Let be $\triangle ABC$ .Let $A'$, $B'$, $C'$ be the foot of perpendiculars from $A$, $B$ and $C$ respectively. The points $E$ and $F$ are on the sides $CB'$ and $BC'$ respectively, such that $B'E\cdot C'F = BF\cdot CE$. Show that $AEA'F$ is cyclic.
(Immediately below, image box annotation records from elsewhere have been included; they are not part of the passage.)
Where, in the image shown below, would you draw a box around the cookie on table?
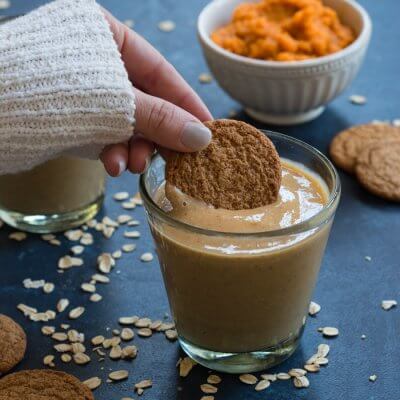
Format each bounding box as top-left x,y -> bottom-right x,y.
166,120 -> 282,210
356,140 -> 400,202
329,124 -> 400,173
0,369 -> 94,400
0,314 -> 26,375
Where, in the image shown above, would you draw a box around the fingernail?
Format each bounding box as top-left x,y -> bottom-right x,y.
141,156 -> 151,174
181,122 -> 212,151
118,158 -> 126,176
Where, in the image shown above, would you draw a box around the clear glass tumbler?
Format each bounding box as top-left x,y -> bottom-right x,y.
0,157 -> 106,233
140,132 -> 340,373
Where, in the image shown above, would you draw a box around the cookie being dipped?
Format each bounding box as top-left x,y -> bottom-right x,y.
166,120 -> 282,210
0,369 -> 94,400
0,314 -> 27,375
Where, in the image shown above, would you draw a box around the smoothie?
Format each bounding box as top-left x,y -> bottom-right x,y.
150,159 -> 332,353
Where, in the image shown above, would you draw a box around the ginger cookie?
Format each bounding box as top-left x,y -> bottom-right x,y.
329,124 -> 400,173
0,369 -> 94,400
166,120 -> 282,210
0,314 -> 26,374
356,140 -> 400,202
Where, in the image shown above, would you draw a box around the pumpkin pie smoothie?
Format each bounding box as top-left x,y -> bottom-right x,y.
141,123 -> 338,372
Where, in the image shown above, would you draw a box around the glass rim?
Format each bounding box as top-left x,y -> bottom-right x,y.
139,129 -> 341,238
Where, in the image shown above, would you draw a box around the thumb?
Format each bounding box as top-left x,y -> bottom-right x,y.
135,89 -> 211,152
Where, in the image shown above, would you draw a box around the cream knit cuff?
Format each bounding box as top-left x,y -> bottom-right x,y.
0,0 -> 135,174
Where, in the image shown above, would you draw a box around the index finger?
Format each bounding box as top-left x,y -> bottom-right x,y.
104,10 -> 213,121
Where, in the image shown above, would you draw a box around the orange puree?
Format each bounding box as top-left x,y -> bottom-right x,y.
211,0 -> 355,61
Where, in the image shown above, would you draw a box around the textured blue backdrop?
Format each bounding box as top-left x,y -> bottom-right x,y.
0,0 -> 400,400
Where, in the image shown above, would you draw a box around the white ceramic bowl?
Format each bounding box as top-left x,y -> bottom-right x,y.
198,0 -> 372,125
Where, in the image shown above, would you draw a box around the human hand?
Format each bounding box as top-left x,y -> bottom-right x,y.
100,10 -> 212,176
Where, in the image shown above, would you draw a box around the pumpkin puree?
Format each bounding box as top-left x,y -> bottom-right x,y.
211,0 -> 355,61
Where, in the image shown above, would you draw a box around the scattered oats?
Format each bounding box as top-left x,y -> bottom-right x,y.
110,345 -> 122,360
156,322 -> 175,332
304,364 -> 321,372
81,283 -> 96,293
108,369 -> 129,381
122,19 -> 135,28
179,357 -> 196,376
239,374 -> 258,385
8,232 -> 27,242
128,219 -> 140,226
43,282 -> 55,294
207,375 -> 222,385
261,374 -> 277,382
122,244 -> 136,253
113,192 -> 129,201
92,274 -> 110,283
349,94 -> 367,106
117,214 -> 132,224
122,345 -> 137,359
102,216 -> 119,228
289,368 -> 307,378
135,318 -> 151,328
138,328 -> 153,337
82,376 -> 101,390
22,278 -> 46,289
165,329 -> 178,341
308,301 -> 321,316
200,383 -> 218,394
41,325 -> 56,336
103,226 -> 115,239
61,353 -> 72,363
97,253 -> 115,274
90,293 -> 103,303
72,353 -> 90,365
140,253 -> 154,262
64,229 -> 83,242
317,343 -> 330,358
53,343 -> 71,353
254,379 -> 271,392
51,332 -> 68,342
0,0 -> 11,10
121,328 -> 135,340
381,300 -> 397,311
149,319 -> 162,331
57,299 -> 69,312
124,231 -> 140,239
71,245 -> 85,256
293,376 -> 310,389
276,372 -> 291,381
103,336 -> 121,349
91,335 -> 104,346
80,232 -> 93,246
315,357 -> 329,365
122,201 -> 136,210
71,343 -> 86,354
118,315 -> 139,325
58,256 -> 83,269
199,73 -> 213,83
68,307 -> 85,319
322,326 -> 339,337
43,355 -> 56,367
112,250 -> 122,259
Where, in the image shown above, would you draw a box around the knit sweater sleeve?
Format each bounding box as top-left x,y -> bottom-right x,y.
0,0 -> 135,174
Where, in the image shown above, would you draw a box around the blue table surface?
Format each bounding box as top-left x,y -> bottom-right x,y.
0,0 -> 400,400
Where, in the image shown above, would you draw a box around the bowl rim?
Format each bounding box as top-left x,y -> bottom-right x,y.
197,0 -> 372,69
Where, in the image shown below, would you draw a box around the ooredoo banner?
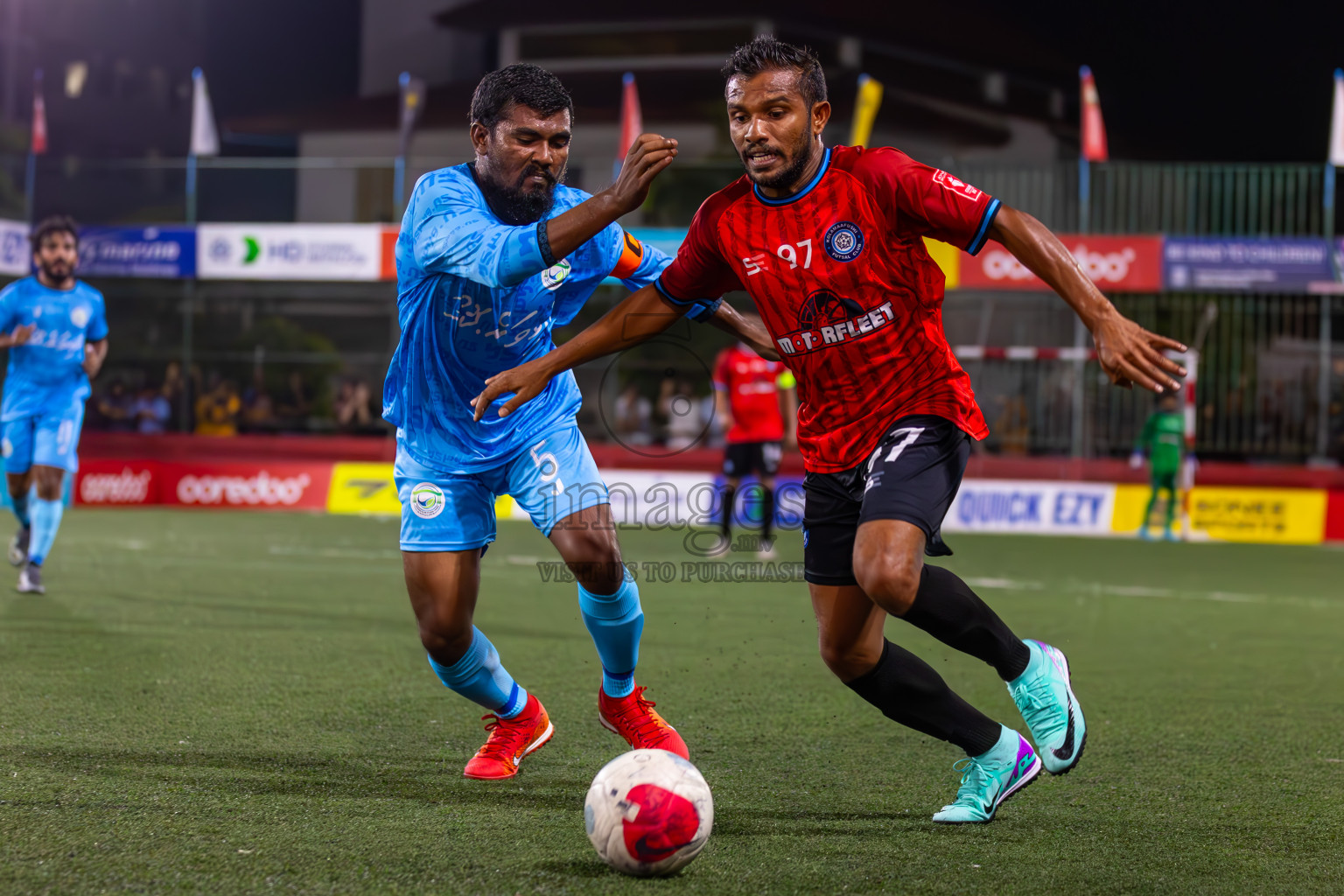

Let $\triangle ABC$ and denote by $G$ the intersection of it's medians.Let $A_{1}$,$B_{1}$,$C_{1}$ respectively, the foot of perpendiculars from $G$ to $BC$ , $AC$, $AB$ respectively. Denote by $A_{2}$ ,$B_{2}$ and $C_{2}$ respectively the symmetric points of  $A_{1}$,$B_{1}$,$C_{1}$ respectively, with respect to point $G$.Prove that $AA_{2}$,$BB_{2}$ and $CC_{2}$ are concurrent.

2011 Danube P1
Let $ABCM$ be a quadrilateral and $D$ be an interior point such that $ABCD$ is a parallelogram. It is known that $\angle AMB =\angle CMD$. Prove that $\angle MAD =\angle MCD$.

2012 Danube Senior P2
Let ABC be an acute triangle and let $A_1$, $B_1$, $C_1$ be points on the sides $BC, CA$ and $AB$, respectively. Show that the triangles $ABC$ and $A_1B_1C_1$ are similar ($\angle A = \angle A_1, \angle B = \angle B_1,\angle C = \angle C_1$) if and only if the orthocentre of the triangle $A_1B_1C_1$ and the circumcentre of the triangle $ABC$ coincide.

2013 Danube Senior P1
Given six points on a circle, $A, a, B, b, C, c$, show that the Pascal lines of the hexagrams $AaBbCc, AbBcCa, AcBaCb$ are concurrent.

2014 Danube Senior P1
Two circles $\gamma_1$ and $\gamma_2$ cross one another at two points; let $A$ be one of these points. The tangent to $\gamma_1$ at $A$ meets again $\gamma_2$ at $B$, the tangent to $\gamma_2$ at $A$ meets again $\gamma_1$ at $C$, and the line $BC$ meets again $\gamma_1$ and $\gamma_2$ at $D_1$ and $D_2$, respectively. Let $E_1$ and $E_2$ be interior points of the segments $AD_1$ and $AD_2$, respectively, such that $AE_1 = AE_2$. The lines $BE_1$ and $AC$ meet at $M$, the lines $CE_2$ and $AB$ meet at $N$, and the lines $MN$ and $BC$ meet at $P$. Show that the line $PA$ is tangent to the circle $ABC$.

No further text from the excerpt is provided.